As a cytoplasm effector, MoIug4 accumulates in the biotrophic interfacial complex (BIC) during the early stage of the infection and transfers it to the host cell, where it regulates host-derived immunity. We provided evidence that MoIug4 disruption significantly induces the expression of ET signaling genes affecting transcriptional reprogramming in the host. Transcriptional reprogramming is a critical strategy for host plants to initiate defense against pathogens and is likewise a significant target for pathogen effectors. Histone acetylation is an essential epigenetic marker linked to transcription regulation, and GCN5-mediated histone acetylation was shown to play an essential role in plant development and responses to environmental stresses (Ge et al., 2007; Dong et al., 2015). A P. sojae effector, PsAvh23, binds to ADA2 and disrupts the formation of the ADA2–GCN5 complex that suppresses host ADA2/GCN5-mediated H3K9ac to enhance susceptibility (Kong et al., 2017). Except for the regulation of histone acetylation, another P. sojae effector, PsCRN108, targets the heat shock protein (HSP) promoters to inhibit the association of the heat shock element (HSE) with the plant heat shock transcription factor AtHsfA1a, which initializes HSP gene expression in response to stress (Kotchoni & Gachomo, 2006). In M. oryzae, AvrPiz-t binds to APIP5 and suppresses its transcriptional activity and protein accumulation, which causes effector-triggered necrosis (Wang et al., 2016). However, the mechanism for this remains unknown. Recently, Kim et al. (2020) showed that several nuclear effectors reprogram the transcription of host-defense genes by directly targeting promoters. We revealed that MoIug4 does not belong to any MoHTR genes even though its function overlaps with MoHTR1/2-regulating genes, such as Os03g0161800, Os04g0556300, Os07g0596300 and Os07g0154100.

We have identified that MoIug4 hijacks the host-defense gene promoter in a more complex manner. MoIug4 is an effector targeting the host (rice and barley) ET signaling pathway and it binds to the promoter of OsEIN2 and HvEIN2 (Figs 2g, S13), acting as a transcription repressor. MoIug4 also interacts with OsAHL1. The self-transactivation activity and luciferase reporter analyses indicated that OsAHL1 displays a robust transcriptional activity.

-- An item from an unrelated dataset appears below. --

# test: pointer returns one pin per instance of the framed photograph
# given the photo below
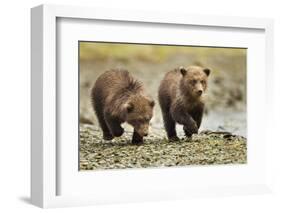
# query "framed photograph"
(131, 106)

Consistent with the premises that MoIug4, OsAHL1 and the OsEIN2 promoter interact with each other, and that MoIug4 shows no effects on the protein stability of OsAHL1 (Fig. S14), we assessed the affinity level of the MoIug4–OsEIN2 and OsAHL1–OsEIN2 pairs in vitro (Fig. 5d,e), and showed that MoIug4 inhibits the function of OsAHL1 (Fig. 5f,g). We further performed a yeast-two-hybrid (Y2H) assay by transforming free MoIug4 (lack of active domain) and BD-OsAHL1 in yeast and found that yeast still grows (Fig. S15). This result indicated that OsAHL1 may function on the transcription of various target genes independent of MoIug4, or that Molug4 inhibition may depend on specific plant co-repressors. As MoIug4 functions as a host immunity repressor located in the nucleus (Figs 1h, 2c) but lacked a definite nuclear localization signal which was predicted by NucPred (https://nucpred.bioinfo.se/cgi-bin/single.cgi), we hypothesized that the host may assist MoIug4 in translocation to the nucleus, although this remains to be proven. To effectively inhibit the defects caused by MoIug4 in the nucleus, the host may achieve to reunite OsAHL1 on these promoters by inducing the nuclear export or inhibiting the nuclear localization of MoIug4. However, the deletion of OsAHL1 did not change the nuclear localization of MoIug4 in planta (Fig. S16a). Given that MoIug4 binds to the promoter of OsEIN2 with a higher affinity than OsAHL1 that represses OsEIN2 expression (Figs 5eg, S16b), it is plausible that OsAHL1 also is a client of MoIug4 in the nucleus leading to the better positioning of the effector in the promoter region of the target gene.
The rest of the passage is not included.